Я отлично понимала, кроме того, и мне было ясно как день, что господа Шуваловы пользовались Брокдорфом больше, чем когда-либо, чтобы сколько возможно отдалить от меня великого князя. Несмотря на это, он в то время еще питал невольное доверие ко мне; он почти навсегда сохранил это доверие до странной степени и помимо своей воли; он сам его не замечал, не подозревал и не остерегался. Он был в это время в ссоре с графиней Воронцовой и влюблен в Теплову, племянницу Разумовских.

Когда он захотел свидеться с нею, он спросил моего совета о том, как убрать комнату, и показал мне, что, для того чтобы понравиться этой даме, он наполнил комнату ружьями, гренадерскими шапками, шпагами и перевязями, так что она имела вид уголка арсенала; я предоставила ему делать, как он хочет, и ушла; кроме этой дамы, ему приводили еще по вечерам, чтоб ужинать с ним, немецкую певичку, которую он содержал и которую звали Леонорой.
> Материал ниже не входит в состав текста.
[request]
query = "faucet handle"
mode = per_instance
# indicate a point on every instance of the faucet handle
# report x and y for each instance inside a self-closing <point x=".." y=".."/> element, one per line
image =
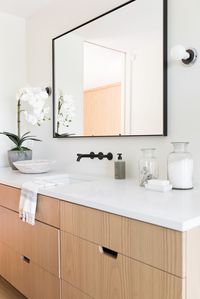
<point x="100" y="156"/>
<point x="109" y="156"/>
<point x="92" y="155"/>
Поссорила великого князя с графиней Воронцовой принцесса Курляндская. По правде сказать, хорошенько не знаю, каким образом. Эта принцесса Курляндская играла тогда особую роль при дворе. Прежде всего, это была в то время девушка лет 30, маленькая, некрасивая и горбатая, как я уже об этом говорила; она сумела снискать себе покровительство духовника императрицы и нескольких старых камер-фрау Ее Императорского Величества, так что ей сходило с рук все, что она делала.

Она жила с фрейлинами Ее Императорского Величества. Они находились под надзором некоей госпожи Шмидт, жены придворного трубача. Эта Шмидт была финляндка по происхождению, необычайно толстая и массивная; притом бой-баба, всецело сохранившая простой и грубый тон своего первобытного положения.

Она, однако, играла роль при дворе и была под непосредственным покровительством старых немецких, финских и шведских камер-фрау императрицы, а следовательно, и гофмаршала Сиверса, который был сам финляндец и женат на дочери г-жи Крузе, сестры одной из первых любимиц, как я уже об этом говорила. Шмидт правила внутренней жизнью фрейлинского флигеля с большею строгостью, нежели умом, но никогда не появлялась при дворе.

В обществе принцесса Курляндская стояла во главе их, и Шмидт молча доверяла ей руководство ими при дворе. У себя в своем флигеле они помещались все в ряду комнат, примыкавшем с одной стороны к комнате Шмидт, а с другой – к комнате принцессы Курляндской: их жило по две, по три и по четыре в одной комнате, у каждой стояла ширма вокруг кровати, и все комнаты не имели другого хода, как из одной в другую.